Found the source of the leak. It's the tank, right on a seam. So that's it for the boiler.

Thinking of installing an electric boiler.

Does anyone here know if I can get an electric boiler that handles domestic hot water as well as the heating? 

My old residential oil-fired boiler system handles the domestic hot water which is really nice so I'd like to find an electric boiler that does the same.


----------



## Leah Frances (Jan 13, 2008)

frankm1960 said:


> Found the source of the leak. It's the tank, right on a seam. So that's it for the boiler.
> 
> Thinking of installing an electric boiler.
> 
> ...


Go to the site mentioned above (heatinghelp.com) there is an active forum who can help you make your pick.

Sorry about the bad news. Good luck : thumbsup:.


----------



## secutanudu (Mar 15, 2009)

This will actually save you money in the long run. Imagine replacing a burner, transformer, primary control and THEN having a leak in the tank. You'd be pretty mad you wasted all that money on parts! 

Safe to assume you don't have natural gas in your area?


----------



## frankm1960 (Mar 16, 2011)

Thanks for the website link. I'll check it out.

I've replaced a lot of parts on the system in the last 7yrs. The oil boiler looks like it's going to be the most expensive part though. Enough to make me go electric.
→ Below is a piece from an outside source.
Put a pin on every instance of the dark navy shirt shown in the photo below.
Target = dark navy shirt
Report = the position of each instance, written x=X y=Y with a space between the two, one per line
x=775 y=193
I might be able to sell the tank and burner and recoup some costs.

Thanks for the help folks 

I'll post when I finally get my new system in. Still waffling between oil and electric :whistling2:

Here's some crazy idea... that hole in my boiler tank is not that big, only leaks when the system runs... so... I'm thinking of putting an epoxy patch on it to stop the leak and buy me some more time  

How insane an idea is that anyway? Anyone here ever try that?

In order to do that I would have to release pressure from the tank and possibly drain the tank of all water... is that even possible?


----------